A standard “zinc-air” battery lasts anywhere from three to 22 days, depending upon the type of hearing aid, the capacity of the battery, and the amount of hearing aid use throughout each day. The smallest hearing aid batteries, used for 12 to 16 hours per day, may need to be changed every three or four days, while the largest hearing aid batteries used for only a couple hours each day may go several weeks without needing to be changed.

Non-rechargeable Batteries

To minimize battery drain, open the battery door when the hearing aid is not in use. That will turn the hearing aid off and help to dry out any accumulated moisture. But if the hearing aids won’t be used for an extended period of time (overnight, for instance), removing the battery entirely is the best method.

When storing batteries, keep them at normal room temperature (not refrigerated). When the battery dies, it should be removed. A completely discharged battery may swell and become difficult to remove from the small device.

How Do I Know When to Change My Batteries?

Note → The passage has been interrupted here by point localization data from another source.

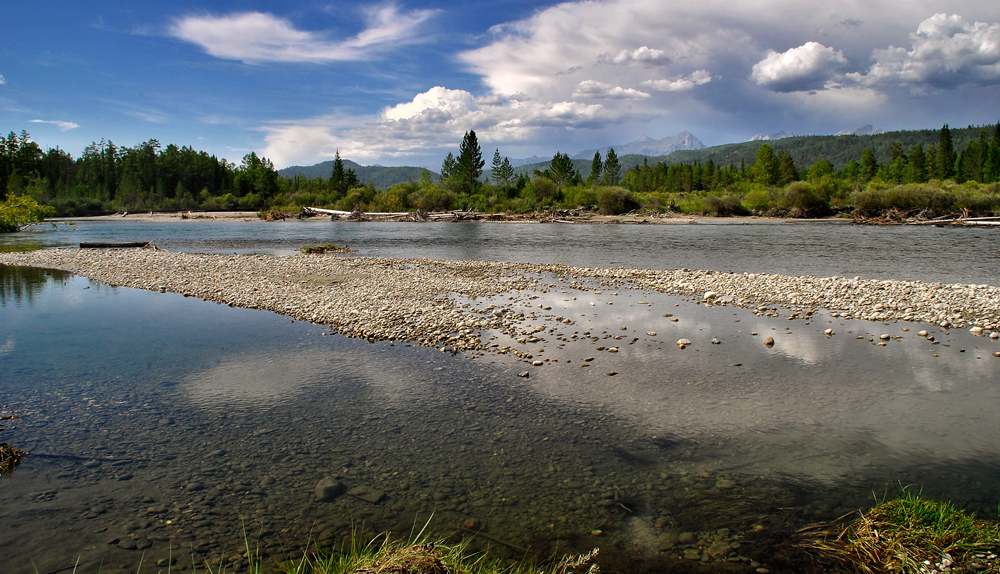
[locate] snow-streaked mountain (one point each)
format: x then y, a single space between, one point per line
773 136
868 130
648 146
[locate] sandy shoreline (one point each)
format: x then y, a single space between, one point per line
540 217
444 304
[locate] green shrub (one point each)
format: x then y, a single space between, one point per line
803 200
726 206
615 200
758 199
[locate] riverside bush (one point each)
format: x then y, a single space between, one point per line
803 200
615 200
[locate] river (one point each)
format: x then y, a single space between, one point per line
171 427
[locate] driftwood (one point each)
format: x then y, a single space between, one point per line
114 245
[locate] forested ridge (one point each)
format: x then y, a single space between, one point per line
934 171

There are a few ways to know when to change batteries. Some hearing aids will emit a small beeping sound when the battery is low, while some will speak to the user, stating that a change of batteries is needed. Hearing aids that don’t emit warnings typically worsen in sound quality, become distorted, or simply die altogether. The hearing aids may become more quiet before the batteries die — an indication that it’s time to change them.

Note: If a change of batteries does not alleviate this problem, the device may be damaged, and it should be looked at by a hearing care provider.

To insert or replace batteries:

    Clean dirt or oil from your hands so the tiny holes in the battery don’t get clogged.

  1. Open battery door using nail grip.
  2. Remove old battery (if necessary).
  3. Remove new battery from package, and pull protective tab from battery. If possible, let the battery rest for 2-5 minutes so it can become fully activated with the air entering the holes.
  4. The “+” sign on the flat side of the battery should face up in the battery door.
  5. When battery is secure, close door.
How-To Videos

Different Types of Batteries

There are four main sizes of batteries, each with a specific color-coded package: size 10 (yellow), size 13 (orange), size 312 (brown), and size 675 (blue). The battery size you need is typically based on the size and style of your hearing aid.

Standard hearing aid batteries are zinc-air, which are activated when exposed to air, so it is very important to keep them sealed in their packages prior to use. Keep batteries isolated from each other and from metal objects. Don’t remove the seal on a battery until 2-5 minutes before you want to insert into your hearing aid.

Battery Tips:

  1. To help determine if a dead battery is the reason your hearing aid doesn’t work well, check the battery with a battery tester, or if you have another hearing aid that is working well, try the questionable battery in it.
  2. Removing the battery tab allows air to enter through the tiny holes. It will take 2-5 minutes for the air to to fully activate the battery.
  3. Do not force the battery door shut, as it may result in damage to the hearing aid or a broken battery compartment. If the door does not close correctly, check to see if the battery is correctly inserted.
  4. Do not force the battery door open too far, as it may result in damage.
  5. Dispose of used batteries immediately in a trash receptacle. Used batteries can harm children or pets if ingested.
  6. Use of a hearing aid multicleaning tool with a magnetic end may be helpful in handling the batteries.